While at University, I remember encountering Ralph Hotere’s Godwit Kuaka and John Reynold’s Raft of the Medusa shortly after the ground floor galleries were refurbished in 1998 (bye-bye carpet!). The scale and the quality of the works really impressed upon me the calibre of our contemporary artists.

And then, I found myself working at the Gallery in late 2002. I was particularly starry-eyed when I started – I had my ultimate dream job. Just to walk through the Gallery to my office every morning was a privilege. When shows would change over there was the palpable sense of discovering works anew and having my own private viewing.

Since that time, there are favourite exhibitions I have worked on. Bringing together Colin McCahon’s 1960s Waterfall series with the 18th-century William Hodges painting that originally inspired him in Fall of Water, Fall of Light. Celebrating Rembrandt’s 400th birthday and his influence as a master etcher in Masters of the Bitten Line.


Rembrandt van Rijn, Rembrandt in a Heavy Fur Cap, 1631, etching, Auckland Art Gallery Toi o Tāmaki, purchased 1961 (left), Te Moananui a Kiwa, installed in Mackelvie Gallery with Michael Parekowhai’s Kapa Haka (Pakaka), 2003 in immediate foreground (right)

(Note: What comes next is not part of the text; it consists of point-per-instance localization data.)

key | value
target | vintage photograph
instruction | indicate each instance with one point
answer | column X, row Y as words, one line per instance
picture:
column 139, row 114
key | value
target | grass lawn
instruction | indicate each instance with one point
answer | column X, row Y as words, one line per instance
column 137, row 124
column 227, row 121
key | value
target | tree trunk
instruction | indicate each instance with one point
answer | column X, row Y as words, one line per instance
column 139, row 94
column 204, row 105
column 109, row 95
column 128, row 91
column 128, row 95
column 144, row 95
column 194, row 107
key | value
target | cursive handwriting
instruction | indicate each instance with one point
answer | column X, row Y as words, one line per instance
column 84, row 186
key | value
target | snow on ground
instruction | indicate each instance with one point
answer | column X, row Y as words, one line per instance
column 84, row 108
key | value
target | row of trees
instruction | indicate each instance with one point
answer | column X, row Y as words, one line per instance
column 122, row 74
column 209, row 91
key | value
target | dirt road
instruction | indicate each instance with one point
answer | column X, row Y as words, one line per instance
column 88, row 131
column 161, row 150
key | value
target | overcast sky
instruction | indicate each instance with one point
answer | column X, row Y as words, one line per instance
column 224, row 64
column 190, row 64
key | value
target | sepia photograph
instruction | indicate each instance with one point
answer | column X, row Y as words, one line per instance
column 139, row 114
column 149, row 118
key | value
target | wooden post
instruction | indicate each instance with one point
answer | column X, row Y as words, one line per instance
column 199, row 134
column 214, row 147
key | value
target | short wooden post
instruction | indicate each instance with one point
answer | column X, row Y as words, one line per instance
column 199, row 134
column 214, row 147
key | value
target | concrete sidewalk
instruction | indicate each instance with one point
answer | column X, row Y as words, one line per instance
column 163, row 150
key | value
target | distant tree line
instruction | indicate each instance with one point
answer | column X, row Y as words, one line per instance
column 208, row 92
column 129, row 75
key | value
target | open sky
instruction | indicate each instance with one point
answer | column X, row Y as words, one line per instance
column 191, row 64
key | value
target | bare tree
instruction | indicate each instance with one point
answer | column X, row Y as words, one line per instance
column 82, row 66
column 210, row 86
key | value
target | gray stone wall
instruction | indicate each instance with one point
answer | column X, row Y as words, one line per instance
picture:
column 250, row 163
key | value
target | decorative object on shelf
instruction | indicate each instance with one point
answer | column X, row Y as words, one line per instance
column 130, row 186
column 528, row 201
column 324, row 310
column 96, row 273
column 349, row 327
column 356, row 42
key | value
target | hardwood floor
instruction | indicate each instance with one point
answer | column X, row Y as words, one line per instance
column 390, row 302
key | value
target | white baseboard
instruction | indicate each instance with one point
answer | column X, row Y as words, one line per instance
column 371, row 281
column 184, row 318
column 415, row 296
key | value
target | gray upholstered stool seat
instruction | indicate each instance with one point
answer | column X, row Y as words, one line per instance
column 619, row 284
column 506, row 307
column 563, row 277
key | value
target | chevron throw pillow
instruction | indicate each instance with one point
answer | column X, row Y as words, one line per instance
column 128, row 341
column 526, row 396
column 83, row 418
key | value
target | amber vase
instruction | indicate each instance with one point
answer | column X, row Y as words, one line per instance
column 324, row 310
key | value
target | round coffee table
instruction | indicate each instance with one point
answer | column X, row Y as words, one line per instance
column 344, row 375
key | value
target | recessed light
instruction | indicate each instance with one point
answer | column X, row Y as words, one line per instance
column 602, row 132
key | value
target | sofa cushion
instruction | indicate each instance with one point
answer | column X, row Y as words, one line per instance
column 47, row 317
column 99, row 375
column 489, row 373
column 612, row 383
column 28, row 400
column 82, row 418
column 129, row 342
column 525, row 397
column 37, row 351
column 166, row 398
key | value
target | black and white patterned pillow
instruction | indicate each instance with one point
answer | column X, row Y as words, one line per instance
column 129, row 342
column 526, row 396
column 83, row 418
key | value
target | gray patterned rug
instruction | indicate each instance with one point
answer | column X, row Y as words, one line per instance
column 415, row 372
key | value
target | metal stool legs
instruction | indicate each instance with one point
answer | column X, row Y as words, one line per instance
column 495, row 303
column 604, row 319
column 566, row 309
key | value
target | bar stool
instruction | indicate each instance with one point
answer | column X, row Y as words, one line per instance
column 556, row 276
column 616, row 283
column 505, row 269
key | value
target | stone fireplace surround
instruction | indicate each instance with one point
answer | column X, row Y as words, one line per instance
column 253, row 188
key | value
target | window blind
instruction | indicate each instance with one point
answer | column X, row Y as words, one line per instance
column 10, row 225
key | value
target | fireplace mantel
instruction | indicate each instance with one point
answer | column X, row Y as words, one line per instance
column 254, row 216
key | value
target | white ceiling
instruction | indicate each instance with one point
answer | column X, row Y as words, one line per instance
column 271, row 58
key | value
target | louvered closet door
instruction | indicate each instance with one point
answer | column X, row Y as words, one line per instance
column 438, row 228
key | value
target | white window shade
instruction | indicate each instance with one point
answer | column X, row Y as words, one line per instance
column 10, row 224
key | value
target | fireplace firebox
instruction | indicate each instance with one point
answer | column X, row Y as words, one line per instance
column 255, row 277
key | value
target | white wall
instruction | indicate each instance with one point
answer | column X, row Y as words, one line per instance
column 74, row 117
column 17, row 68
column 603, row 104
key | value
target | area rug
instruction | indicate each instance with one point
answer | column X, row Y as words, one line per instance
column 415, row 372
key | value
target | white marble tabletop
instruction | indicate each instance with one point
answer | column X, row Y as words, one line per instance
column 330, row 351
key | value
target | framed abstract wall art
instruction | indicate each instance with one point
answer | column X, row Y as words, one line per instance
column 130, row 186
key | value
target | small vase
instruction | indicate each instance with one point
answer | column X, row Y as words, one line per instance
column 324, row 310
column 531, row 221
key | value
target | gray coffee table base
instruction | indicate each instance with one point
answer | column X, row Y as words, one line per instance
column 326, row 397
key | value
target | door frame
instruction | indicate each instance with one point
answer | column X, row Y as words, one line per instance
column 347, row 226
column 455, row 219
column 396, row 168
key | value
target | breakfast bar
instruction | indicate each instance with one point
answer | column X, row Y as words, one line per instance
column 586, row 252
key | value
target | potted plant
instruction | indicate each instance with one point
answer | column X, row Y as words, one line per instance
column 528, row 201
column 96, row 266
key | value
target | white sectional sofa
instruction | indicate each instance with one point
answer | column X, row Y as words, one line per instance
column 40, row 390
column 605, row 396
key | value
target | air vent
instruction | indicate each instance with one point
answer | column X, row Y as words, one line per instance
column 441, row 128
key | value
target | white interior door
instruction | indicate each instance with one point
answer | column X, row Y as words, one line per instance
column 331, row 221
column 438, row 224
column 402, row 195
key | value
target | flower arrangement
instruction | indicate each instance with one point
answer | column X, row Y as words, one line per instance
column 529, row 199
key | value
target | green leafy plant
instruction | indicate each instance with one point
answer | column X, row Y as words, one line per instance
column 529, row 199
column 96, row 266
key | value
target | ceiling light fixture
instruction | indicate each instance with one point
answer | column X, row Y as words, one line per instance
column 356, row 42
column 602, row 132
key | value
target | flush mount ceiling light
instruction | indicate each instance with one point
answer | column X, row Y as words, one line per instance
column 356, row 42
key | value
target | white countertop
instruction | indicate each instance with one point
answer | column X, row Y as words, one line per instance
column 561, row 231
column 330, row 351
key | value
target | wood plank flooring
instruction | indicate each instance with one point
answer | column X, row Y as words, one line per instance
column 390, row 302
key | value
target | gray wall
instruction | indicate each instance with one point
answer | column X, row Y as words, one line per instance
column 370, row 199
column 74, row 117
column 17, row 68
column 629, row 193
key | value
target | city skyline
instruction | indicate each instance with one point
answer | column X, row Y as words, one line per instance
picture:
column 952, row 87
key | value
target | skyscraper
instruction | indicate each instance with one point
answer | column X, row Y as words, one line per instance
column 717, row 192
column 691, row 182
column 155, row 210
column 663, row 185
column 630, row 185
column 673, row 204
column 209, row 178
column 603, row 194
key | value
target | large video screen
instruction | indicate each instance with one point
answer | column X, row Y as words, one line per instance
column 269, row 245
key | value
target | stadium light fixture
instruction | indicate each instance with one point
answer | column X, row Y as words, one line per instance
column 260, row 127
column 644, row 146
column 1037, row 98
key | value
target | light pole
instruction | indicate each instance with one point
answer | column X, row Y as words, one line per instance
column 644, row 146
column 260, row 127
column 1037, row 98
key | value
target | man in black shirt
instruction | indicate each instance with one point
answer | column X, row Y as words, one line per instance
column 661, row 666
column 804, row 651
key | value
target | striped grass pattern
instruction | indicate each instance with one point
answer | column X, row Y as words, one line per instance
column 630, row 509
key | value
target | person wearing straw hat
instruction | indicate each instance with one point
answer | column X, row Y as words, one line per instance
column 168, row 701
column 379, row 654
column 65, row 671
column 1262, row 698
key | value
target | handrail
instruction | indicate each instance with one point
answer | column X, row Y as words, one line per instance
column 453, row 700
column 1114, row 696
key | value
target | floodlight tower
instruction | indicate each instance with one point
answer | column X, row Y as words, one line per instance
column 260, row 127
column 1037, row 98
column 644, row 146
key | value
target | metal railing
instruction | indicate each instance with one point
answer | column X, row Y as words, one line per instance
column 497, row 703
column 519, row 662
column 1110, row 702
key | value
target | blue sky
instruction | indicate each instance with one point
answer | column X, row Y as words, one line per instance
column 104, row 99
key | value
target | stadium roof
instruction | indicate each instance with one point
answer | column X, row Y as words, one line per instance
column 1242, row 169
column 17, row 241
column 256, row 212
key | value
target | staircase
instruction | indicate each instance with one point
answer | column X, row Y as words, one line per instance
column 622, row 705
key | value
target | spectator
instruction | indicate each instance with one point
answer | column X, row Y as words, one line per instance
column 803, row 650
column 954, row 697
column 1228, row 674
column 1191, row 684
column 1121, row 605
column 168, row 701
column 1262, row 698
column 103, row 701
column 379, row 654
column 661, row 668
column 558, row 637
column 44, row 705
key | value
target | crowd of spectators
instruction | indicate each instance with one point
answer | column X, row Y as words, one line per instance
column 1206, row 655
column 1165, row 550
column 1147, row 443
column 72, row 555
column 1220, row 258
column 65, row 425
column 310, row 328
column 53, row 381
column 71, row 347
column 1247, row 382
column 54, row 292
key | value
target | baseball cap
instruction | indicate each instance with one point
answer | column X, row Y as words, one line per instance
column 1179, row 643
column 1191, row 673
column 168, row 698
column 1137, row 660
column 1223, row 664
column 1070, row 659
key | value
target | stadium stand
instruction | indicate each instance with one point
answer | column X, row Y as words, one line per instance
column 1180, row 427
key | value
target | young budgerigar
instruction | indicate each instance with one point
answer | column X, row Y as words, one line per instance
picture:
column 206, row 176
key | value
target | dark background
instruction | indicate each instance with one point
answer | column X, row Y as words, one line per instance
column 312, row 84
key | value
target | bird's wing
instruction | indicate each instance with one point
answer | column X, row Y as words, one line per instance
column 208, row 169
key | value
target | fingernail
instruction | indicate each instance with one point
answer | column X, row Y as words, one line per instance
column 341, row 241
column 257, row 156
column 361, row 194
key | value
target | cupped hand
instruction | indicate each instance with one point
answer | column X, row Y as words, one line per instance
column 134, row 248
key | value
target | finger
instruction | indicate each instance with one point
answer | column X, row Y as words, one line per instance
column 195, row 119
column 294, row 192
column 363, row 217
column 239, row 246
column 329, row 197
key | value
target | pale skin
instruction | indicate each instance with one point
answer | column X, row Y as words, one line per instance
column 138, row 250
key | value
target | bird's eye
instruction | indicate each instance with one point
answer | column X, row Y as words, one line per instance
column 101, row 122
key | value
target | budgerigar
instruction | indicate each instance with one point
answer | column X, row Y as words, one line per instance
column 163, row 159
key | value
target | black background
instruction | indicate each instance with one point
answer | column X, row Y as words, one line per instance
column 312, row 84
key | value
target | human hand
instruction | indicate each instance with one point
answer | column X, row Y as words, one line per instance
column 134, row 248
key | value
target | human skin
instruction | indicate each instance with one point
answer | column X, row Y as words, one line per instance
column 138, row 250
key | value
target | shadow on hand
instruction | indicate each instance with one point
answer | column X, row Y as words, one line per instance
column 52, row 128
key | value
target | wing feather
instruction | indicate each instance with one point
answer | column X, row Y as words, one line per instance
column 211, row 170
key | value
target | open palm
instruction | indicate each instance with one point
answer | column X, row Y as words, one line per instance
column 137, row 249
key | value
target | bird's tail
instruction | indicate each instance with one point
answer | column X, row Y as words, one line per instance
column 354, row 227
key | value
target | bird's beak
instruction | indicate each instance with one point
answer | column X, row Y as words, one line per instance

Another instance that particularly stands out: the placement of Michael Parekowhai’s Kapa Haka (Pakaka) in front of 19th-century New Zealand landscapes. It was a juxtaposition that was intended to work on several levels – but it performed an unexpected one. When leaving the building after hours, a number of staff including security reported jumping at the sight of the hulking figure standing guard in the dark. Even during opening hours, you often did a double take at his presence.
So, what are your memories of the building and what has occurred within it? Did you study in the Wellesley Gallery when it was a library? Attend the highly memorable Artichoke, when the entire collection was hung edge-to-edge? Is there a particular work you are looking forward to reacquainting with? We’d love to hear.